Use epoch milliseconds for the feedback clock, matching the station app.
```ts
import { OpenIpcAdaptiveLink } from "@openipc-rs/web";
const linkId = channelId >>> 8;
const adaptive = new OpenIpcAdaptiveLink(linkId, keypairBytes, 0n, 1, 5);
await radio.setTxPowerOverride(channel, uplinkTxPower);
while (running) {
const nowMs = Date.now();
const transfers = await radio.readRxTransfers(32768, 4);
for (const transfer of transfers) {
adaptive.recordRxTransfer(transfer, nowMs);
const batch = receiver.pushRxTransferProfiled(transfer);
adaptive.recordReceiverCounters(receiver, nowMs);
for (const frame of batch.frames) {
await decodeOpenIpcFrame(frame);
}
}
await adaptive.tickAndSend(radio, nowMs, channel);
}
```
## Driver Diagnostics
Browser apps can call the same WebUSB driver hooks used by the station UI:
```ts
import { WebUsbPhydmWatchdog, WebUsbPowerTracking8812 } from "@openipc-rs/web";
const fa = JSON.parse(await radio.readFalseAlarmCounters());
await radio.runIqk(channel);
const dig = new WebUsbPhydmWatchdog();
const digReport = JSON.parse(await dig.tick(radio));
const pwr = new WebUsbPowerTracking8812();
await pwr.init(radio);
const pwrReport = JSON.parse(await pwr.tick(radio, channel, channelWidthMhz));
```
The bad-FCS flag is intentionally explicit. Normal video receive should pass
`false`; diagnostics and experiments can pass `true` to keep corrupted RX
frames surfaced by the Realtek descriptor.
Diagnostics are explicit calls rather than background pollers. In a browser app,
schedule them with your own timer, animation frame, or worker if you need one.
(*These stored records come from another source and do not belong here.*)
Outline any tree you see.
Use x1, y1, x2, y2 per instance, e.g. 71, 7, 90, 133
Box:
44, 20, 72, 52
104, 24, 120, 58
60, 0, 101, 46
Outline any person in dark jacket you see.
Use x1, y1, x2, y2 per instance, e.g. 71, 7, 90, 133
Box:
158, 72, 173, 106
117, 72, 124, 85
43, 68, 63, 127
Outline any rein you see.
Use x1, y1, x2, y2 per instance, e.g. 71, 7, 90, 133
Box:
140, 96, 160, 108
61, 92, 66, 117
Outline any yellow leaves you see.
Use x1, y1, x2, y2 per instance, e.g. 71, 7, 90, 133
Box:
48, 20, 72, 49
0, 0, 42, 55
That keeps WebUSB transfers predictable and avoids a library-created loop
competing with video RX/TX.
## Browser Requirements
- HTTPS or localhost secure context
- WebUSB support
- WebCodecs support for playback in typical browser apps
- A supported Realtek 802.11ac USB adapter
## Build From Source
From the repository root:
```sh
bun run --cwd crates/openipc-web build
```
The build generates the publishable package in:
```text
crates/openipc-web/pkg
```
Generated files are not committed to Git.